Tuesday, April 07, 2020

Remembrance in the Midst of Plague

A Passover Seder in Germany, shortly after World War II. Jews observed Passover throughout dire circumstances in history. During the Holocaust, they observed in ghettos, concentration camps and forests.

Credit...Walter Sanders/The LIFE Picture Collection, via Getty Images

As we've approached Pesach, or Passover, I've thought about the vivid story in the book of Exodus about the plagues sent by God to beset the Egyptians so that they would be convinced to free the enslaved people of Israel. 

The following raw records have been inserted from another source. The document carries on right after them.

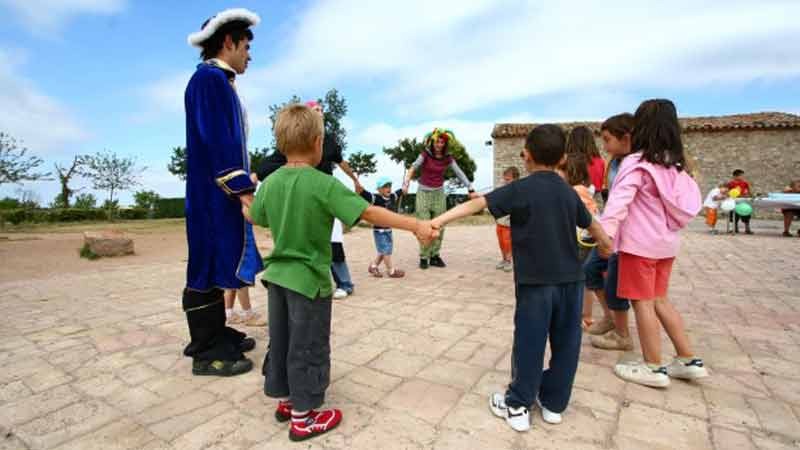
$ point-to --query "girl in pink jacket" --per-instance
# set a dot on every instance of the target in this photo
(653, 199)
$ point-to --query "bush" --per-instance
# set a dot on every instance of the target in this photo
(21, 215)
(9, 203)
(74, 215)
(170, 208)
(85, 201)
(133, 214)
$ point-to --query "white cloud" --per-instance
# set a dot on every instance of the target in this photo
(450, 57)
(44, 16)
(41, 122)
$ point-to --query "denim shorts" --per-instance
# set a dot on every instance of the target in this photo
(593, 268)
(383, 241)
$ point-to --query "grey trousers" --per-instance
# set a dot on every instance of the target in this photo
(298, 360)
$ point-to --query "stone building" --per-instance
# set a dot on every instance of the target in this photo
(765, 145)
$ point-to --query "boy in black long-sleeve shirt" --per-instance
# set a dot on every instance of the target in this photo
(549, 278)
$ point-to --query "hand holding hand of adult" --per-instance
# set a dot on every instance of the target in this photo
(425, 232)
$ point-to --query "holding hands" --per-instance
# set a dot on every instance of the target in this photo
(426, 231)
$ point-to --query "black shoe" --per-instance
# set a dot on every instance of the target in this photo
(436, 261)
(247, 344)
(221, 368)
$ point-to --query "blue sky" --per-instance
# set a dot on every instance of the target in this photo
(80, 76)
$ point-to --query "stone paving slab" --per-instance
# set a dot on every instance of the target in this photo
(92, 360)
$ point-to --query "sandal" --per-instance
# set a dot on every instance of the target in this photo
(375, 272)
(221, 368)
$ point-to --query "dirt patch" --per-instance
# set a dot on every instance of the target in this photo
(36, 254)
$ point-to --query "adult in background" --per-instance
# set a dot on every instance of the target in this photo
(332, 156)
(431, 199)
(222, 250)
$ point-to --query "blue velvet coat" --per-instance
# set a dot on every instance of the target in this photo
(222, 250)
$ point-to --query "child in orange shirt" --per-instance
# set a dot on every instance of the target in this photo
(510, 175)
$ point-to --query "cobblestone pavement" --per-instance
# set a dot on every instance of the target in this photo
(93, 360)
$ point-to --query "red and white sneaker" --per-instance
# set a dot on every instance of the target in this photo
(314, 423)
(284, 411)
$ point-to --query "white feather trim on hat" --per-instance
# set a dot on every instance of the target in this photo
(229, 15)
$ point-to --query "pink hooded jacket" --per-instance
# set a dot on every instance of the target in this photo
(649, 205)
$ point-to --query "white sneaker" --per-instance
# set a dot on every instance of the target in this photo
(547, 415)
(692, 370)
(639, 372)
(519, 419)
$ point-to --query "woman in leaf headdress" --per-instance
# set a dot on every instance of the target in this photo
(431, 198)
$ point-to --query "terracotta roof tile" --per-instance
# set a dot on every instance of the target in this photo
(763, 120)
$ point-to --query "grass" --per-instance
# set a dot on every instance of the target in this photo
(150, 226)
(155, 226)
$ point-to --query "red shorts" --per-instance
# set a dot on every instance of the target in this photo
(504, 239)
(643, 278)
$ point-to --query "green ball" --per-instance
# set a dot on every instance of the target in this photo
(744, 209)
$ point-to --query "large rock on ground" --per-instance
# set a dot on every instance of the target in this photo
(108, 243)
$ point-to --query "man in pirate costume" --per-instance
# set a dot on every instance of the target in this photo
(222, 250)
(431, 202)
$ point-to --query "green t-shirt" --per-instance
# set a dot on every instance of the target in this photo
(298, 205)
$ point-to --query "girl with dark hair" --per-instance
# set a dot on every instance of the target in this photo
(652, 200)
(581, 140)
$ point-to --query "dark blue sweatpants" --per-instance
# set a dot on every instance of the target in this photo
(542, 312)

You may recall that the tenth and final plague was a great equalizer illness which killed first-born sons of the Egyptians, regardless of status, as well as their first-born animals. The Israelites are given specific instructions about putting blood on the lintels of their doors and eating a meal described in detail in order to avoid the same fate. In some versions it is the Angel of Death which passes over the homes, while scholar Robert Alter uses the term Destroyer. 

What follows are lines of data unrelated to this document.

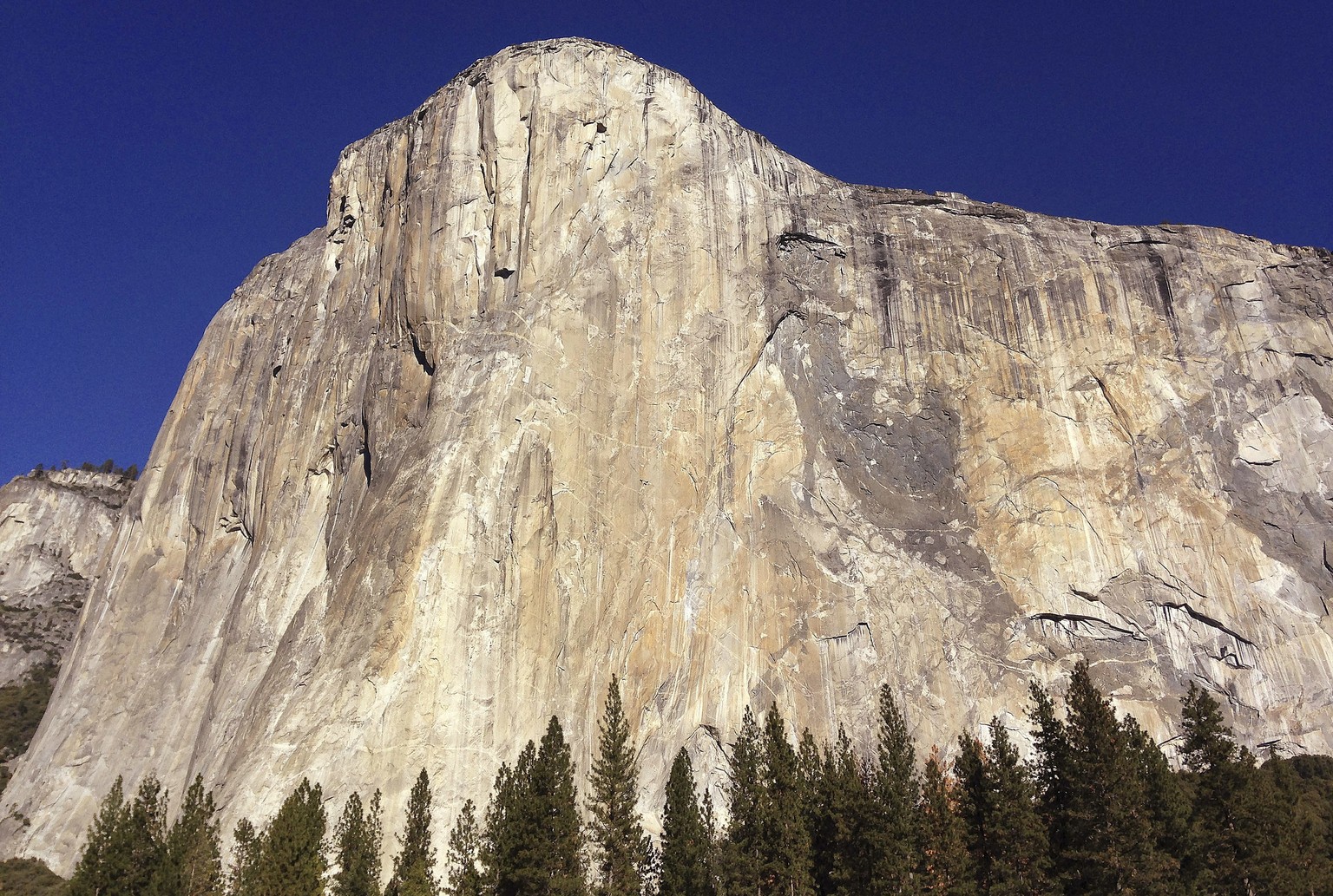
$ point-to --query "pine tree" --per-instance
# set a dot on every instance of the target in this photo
(292, 853)
(945, 861)
(895, 826)
(1166, 801)
(246, 860)
(718, 846)
(686, 843)
(1109, 844)
(816, 808)
(745, 795)
(1009, 841)
(192, 859)
(144, 836)
(102, 864)
(784, 841)
(617, 839)
(1052, 766)
(413, 867)
(463, 858)
(356, 843)
(554, 788)
(532, 835)
(844, 848)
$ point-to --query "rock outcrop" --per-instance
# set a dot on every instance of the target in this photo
(581, 377)
(55, 530)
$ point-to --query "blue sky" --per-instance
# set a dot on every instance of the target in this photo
(152, 154)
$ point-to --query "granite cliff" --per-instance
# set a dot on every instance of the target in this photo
(55, 529)
(581, 377)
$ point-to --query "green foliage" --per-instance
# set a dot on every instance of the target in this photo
(246, 860)
(1097, 798)
(745, 795)
(413, 867)
(124, 844)
(292, 853)
(191, 859)
(896, 789)
(102, 863)
(532, 835)
(356, 848)
(784, 860)
(464, 855)
(1099, 813)
(840, 804)
(30, 878)
(621, 851)
(686, 843)
(945, 861)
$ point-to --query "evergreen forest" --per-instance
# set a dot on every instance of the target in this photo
(1097, 809)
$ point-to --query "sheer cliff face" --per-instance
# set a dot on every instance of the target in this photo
(55, 530)
(584, 378)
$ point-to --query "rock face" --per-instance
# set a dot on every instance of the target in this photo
(55, 530)
(581, 377)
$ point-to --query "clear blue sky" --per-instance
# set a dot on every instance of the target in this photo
(152, 154)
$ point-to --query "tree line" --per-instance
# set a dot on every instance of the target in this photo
(1097, 809)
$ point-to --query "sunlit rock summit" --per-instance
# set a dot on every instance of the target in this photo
(581, 377)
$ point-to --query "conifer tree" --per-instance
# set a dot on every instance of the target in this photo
(616, 834)
(246, 858)
(997, 801)
(144, 838)
(103, 864)
(192, 859)
(1166, 801)
(686, 844)
(895, 836)
(816, 807)
(554, 788)
(292, 853)
(945, 861)
(1109, 844)
(532, 838)
(1225, 833)
(974, 799)
(413, 867)
(356, 848)
(1052, 771)
(745, 796)
(784, 841)
(463, 858)
(844, 850)
(718, 847)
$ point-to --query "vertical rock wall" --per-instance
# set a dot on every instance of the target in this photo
(584, 378)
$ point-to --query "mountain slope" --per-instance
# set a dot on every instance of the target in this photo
(581, 378)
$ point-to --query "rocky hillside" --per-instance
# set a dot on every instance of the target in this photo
(55, 533)
(581, 377)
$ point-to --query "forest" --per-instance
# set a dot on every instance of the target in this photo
(1099, 808)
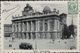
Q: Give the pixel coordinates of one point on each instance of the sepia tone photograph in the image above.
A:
(40, 25)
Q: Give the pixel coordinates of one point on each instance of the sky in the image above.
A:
(18, 6)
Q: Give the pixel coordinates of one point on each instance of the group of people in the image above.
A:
(68, 31)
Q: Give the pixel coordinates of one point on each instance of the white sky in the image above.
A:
(38, 6)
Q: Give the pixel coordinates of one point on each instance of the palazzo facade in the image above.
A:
(38, 25)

This Passover observance has continued for millennia, although it will be curtailed for many Jews this year  Pesach begins tomorrow at sundown and as with Christians observing Holy Week that is a lot of bewilderment about how to participate in our powerful rituals in a time of physical distancing when another sort of plague forces us to be apart. In an opinion piece for the New York Times called The Power of Passover During a Plague 

The Passover Seder centers on the experience of being thrust out of our homes, but these days we feel trapped inside of them. The story involves miraculous plagues that saved us; today we pray for the end of one. There’s the commandment to clean our homes of all non-Passover food, which we just spent innumerable hours and dollars hoarding.Then there’s the real heartbreaker: The Seder is when we traditionally gather with family, friends and even strangers. “Let all who are hungry come and eat,” we say. 

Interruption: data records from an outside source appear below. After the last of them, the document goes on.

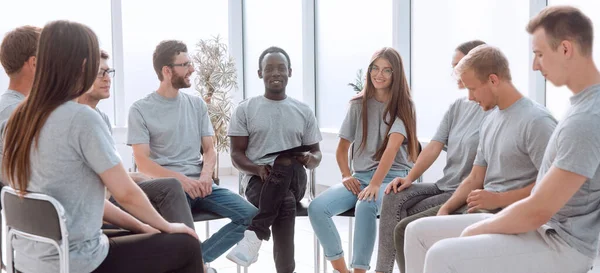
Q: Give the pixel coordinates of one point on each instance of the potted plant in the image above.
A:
(216, 78)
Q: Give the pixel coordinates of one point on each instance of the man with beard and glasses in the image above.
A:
(171, 136)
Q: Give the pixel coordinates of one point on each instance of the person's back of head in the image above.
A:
(68, 59)
(485, 60)
(18, 50)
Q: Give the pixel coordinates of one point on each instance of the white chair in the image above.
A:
(37, 217)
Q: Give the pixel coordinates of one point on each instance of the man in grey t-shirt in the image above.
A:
(567, 194)
(556, 228)
(168, 129)
(261, 127)
(165, 194)
(17, 56)
(512, 139)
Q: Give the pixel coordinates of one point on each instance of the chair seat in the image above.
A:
(202, 215)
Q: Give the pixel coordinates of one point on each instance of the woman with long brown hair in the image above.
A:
(458, 134)
(55, 146)
(380, 126)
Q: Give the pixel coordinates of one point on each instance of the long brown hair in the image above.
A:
(68, 60)
(400, 104)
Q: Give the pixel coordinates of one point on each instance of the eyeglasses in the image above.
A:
(374, 70)
(186, 64)
(104, 72)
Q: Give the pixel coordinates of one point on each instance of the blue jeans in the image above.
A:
(230, 205)
(338, 199)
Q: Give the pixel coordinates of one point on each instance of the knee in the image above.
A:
(316, 208)
(172, 185)
(366, 208)
(400, 229)
(412, 230)
(246, 213)
(186, 245)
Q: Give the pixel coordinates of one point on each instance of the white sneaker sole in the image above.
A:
(239, 261)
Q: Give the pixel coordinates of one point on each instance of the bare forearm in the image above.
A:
(136, 202)
(150, 168)
(425, 160)
(384, 166)
(459, 198)
(243, 163)
(118, 217)
(341, 157)
(510, 197)
(317, 156)
(519, 218)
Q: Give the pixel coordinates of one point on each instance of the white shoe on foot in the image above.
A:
(246, 251)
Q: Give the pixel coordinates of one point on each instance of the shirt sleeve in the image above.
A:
(578, 145)
(137, 131)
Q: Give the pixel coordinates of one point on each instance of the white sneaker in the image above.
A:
(246, 251)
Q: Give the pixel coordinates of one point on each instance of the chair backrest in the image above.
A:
(35, 213)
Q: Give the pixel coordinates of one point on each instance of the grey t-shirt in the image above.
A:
(74, 146)
(9, 101)
(575, 147)
(105, 119)
(273, 126)
(512, 144)
(351, 130)
(459, 132)
(173, 127)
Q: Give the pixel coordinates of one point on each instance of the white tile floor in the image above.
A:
(303, 241)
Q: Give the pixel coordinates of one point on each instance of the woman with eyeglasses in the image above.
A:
(404, 201)
(381, 128)
(55, 146)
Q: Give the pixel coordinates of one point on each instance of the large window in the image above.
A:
(557, 98)
(143, 28)
(38, 13)
(437, 31)
(272, 23)
(346, 40)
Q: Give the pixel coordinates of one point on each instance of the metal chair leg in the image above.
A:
(350, 239)
(317, 253)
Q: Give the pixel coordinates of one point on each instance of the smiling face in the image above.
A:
(181, 73)
(275, 72)
(381, 73)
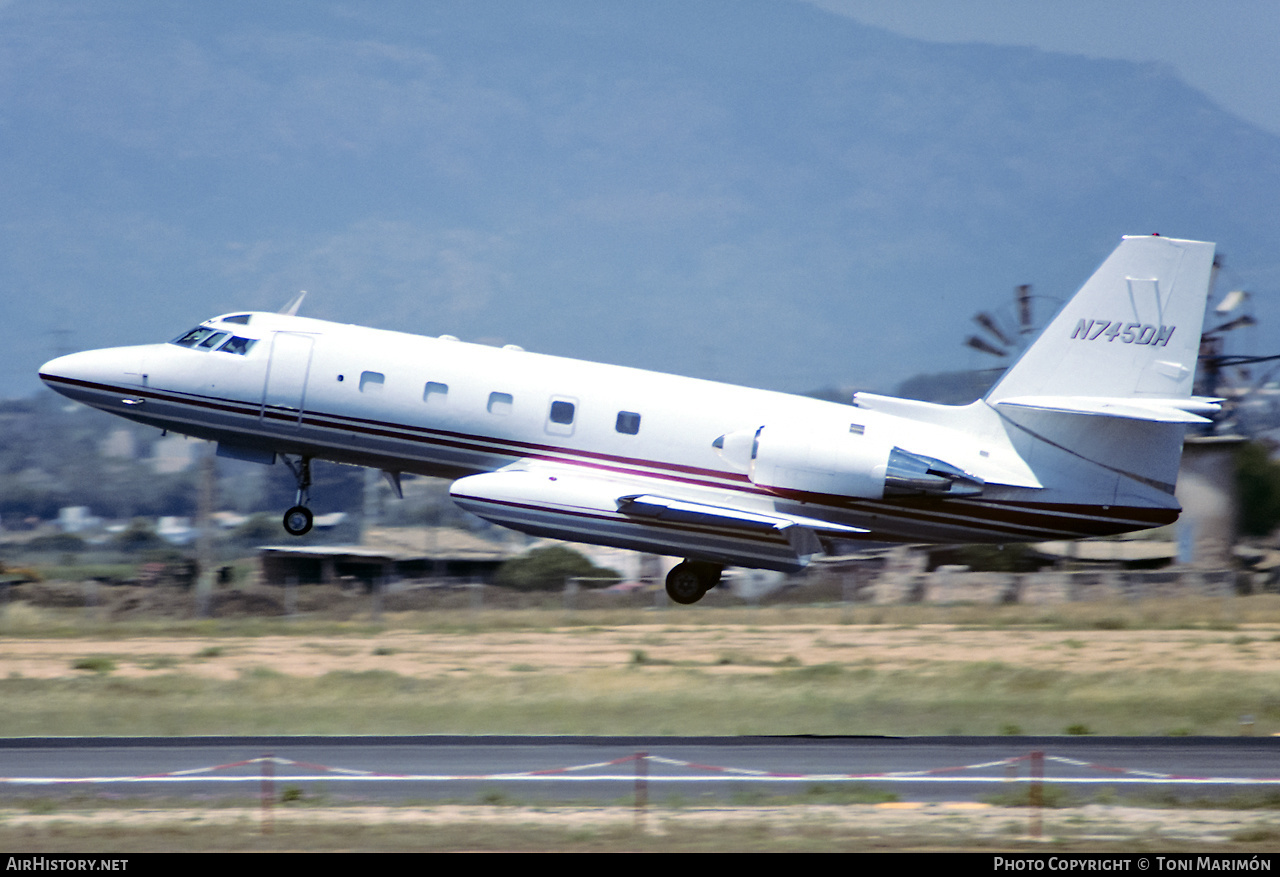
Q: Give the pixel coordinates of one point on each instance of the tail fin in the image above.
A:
(1127, 343)
(1109, 382)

These days, many of us can’t even be in the same house as our own parents or children. We don’t come within six feet of strangers.And yet, there will still be Passover. Indeed, I’ve come to think of Passover as the stem cell of the Jewish people, a reserve of core source material with the proven ability to generate new meaning and solace in circumstances even more extreme than what we are living through now...

Last week, a group of major Orthodox rabbis in Israel announced that they would permit people to use Zoom videoconferencing for their Seders — a previously unimaginable accommodation to stringent Jewish law. But that’s the point. We may be away from loved ones, or shut out of communal spaces. We may not be preparing with the same vigor or shopping with the same zeal. But we will do what millions of Jews have done before us: manifest our hope for liberation.

That is our obligation, and our privilege. All the more so in moments when the taste of freedom — from oppression, from want, from disease — is not yet ours.

I appreciate these thoughtful observations and hope that I can take them to heart as a Christian regarding what it means to be hospitable, how to live in hopeful community while in a form of exile, and how we celebrate in the midst of loss.